I use Borax and dish soap on stainless steel, just dish soap on stove tops and counters. Vinegar and baking soda together neutralize each other and neither works very well to break down grease, in my experience.

Painted stoves are usually enameled, old white sinks are porcelain over steel.

I did have issues with getting the grease off my range hood. I found a product that broke that up extremely well. It also worked to remove the yellow stains off my pillow cases. I'll have to find the bottle to get the name.


----------



## newfieannie (Dec 24, 2006)

Lestoil?


----------



## Mike in Ohio (Oct 29, 2002)

Acetone, for the really tough jobs.


----------



## kinnb (Oct 23, 2011)

Purple Power was what my landlord had me to use when I was a property manager. Cheap and readily available at Advance Auto and such. That stuff will take off nicotine, grease, you name it. 
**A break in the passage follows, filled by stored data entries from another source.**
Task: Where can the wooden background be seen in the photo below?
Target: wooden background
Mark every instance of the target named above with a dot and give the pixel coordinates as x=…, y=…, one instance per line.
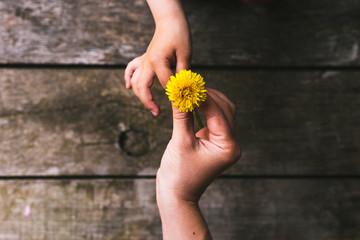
x=82, y=151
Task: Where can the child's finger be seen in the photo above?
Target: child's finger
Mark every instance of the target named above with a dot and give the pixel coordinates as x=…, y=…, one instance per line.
x=163, y=72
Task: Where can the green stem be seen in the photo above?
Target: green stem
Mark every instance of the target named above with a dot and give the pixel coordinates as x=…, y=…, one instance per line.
x=198, y=119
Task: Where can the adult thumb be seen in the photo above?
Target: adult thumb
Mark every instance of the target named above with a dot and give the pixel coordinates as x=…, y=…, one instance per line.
x=183, y=126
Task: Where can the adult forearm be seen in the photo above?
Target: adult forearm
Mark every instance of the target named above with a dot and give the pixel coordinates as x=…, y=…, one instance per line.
x=182, y=220
x=166, y=10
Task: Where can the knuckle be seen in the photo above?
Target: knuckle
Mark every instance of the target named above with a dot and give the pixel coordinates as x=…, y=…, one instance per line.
x=234, y=153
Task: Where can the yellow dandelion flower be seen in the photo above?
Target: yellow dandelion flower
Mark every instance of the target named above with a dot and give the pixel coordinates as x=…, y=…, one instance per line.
x=186, y=90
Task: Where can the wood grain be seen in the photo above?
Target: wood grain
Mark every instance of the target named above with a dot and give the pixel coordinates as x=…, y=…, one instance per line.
x=126, y=209
x=68, y=122
x=282, y=33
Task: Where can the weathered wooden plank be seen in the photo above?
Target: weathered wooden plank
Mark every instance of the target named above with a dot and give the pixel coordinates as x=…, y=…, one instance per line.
x=126, y=209
x=224, y=32
x=61, y=122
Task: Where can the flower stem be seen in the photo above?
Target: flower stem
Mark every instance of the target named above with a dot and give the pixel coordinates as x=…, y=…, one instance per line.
x=198, y=119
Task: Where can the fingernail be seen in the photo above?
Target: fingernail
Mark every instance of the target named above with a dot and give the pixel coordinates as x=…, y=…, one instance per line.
x=27, y=212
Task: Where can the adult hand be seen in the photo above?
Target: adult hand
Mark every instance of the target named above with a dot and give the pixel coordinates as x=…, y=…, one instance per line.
x=192, y=161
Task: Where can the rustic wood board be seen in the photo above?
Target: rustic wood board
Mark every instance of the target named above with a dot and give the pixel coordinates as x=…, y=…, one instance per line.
x=68, y=122
x=126, y=209
x=282, y=33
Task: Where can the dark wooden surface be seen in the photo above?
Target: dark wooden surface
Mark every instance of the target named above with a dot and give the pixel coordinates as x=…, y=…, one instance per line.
x=61, y=121
x=126, y=209
x=283, y=33
x=82, y=151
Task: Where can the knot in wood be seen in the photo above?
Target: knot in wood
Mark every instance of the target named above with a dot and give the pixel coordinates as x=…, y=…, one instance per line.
x=134, y=143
Now that I have chemical allergies, I use Method Heavy Duty Degreaser, especially for inside the oven. A friend turned me on to it, and it does just about as well as the Purple Power. It can be super tricky to find. I order it now from grove.co WHEN they have it in stock. 

I may give the alcohol a shot next time I run out and have to wait for a restock. Thanks for the tip! 

Peace,
Kyrie, Tao Blue SD AKC CGC CGCA CGCU TKN PAT, Deja Blue SD AKC CGC CGCU TKN PAT


----------



## Danaus29 (Sep 12, 2005)

Miracle Mist, orange label, the degreaser not the mold mildew remover.

Not Lestoil, that stuff stinks! I hated how it made my hands smell, back in the day before gloves were recommended on the bottle.

Rubbing alcohol might be harder to find than the Method degreaser and more expensive. Last bottle of alcohol I bought was $2 for 16 ounces. It was the only bottle left on the shelf and the only one I have seen in 2 months.


----------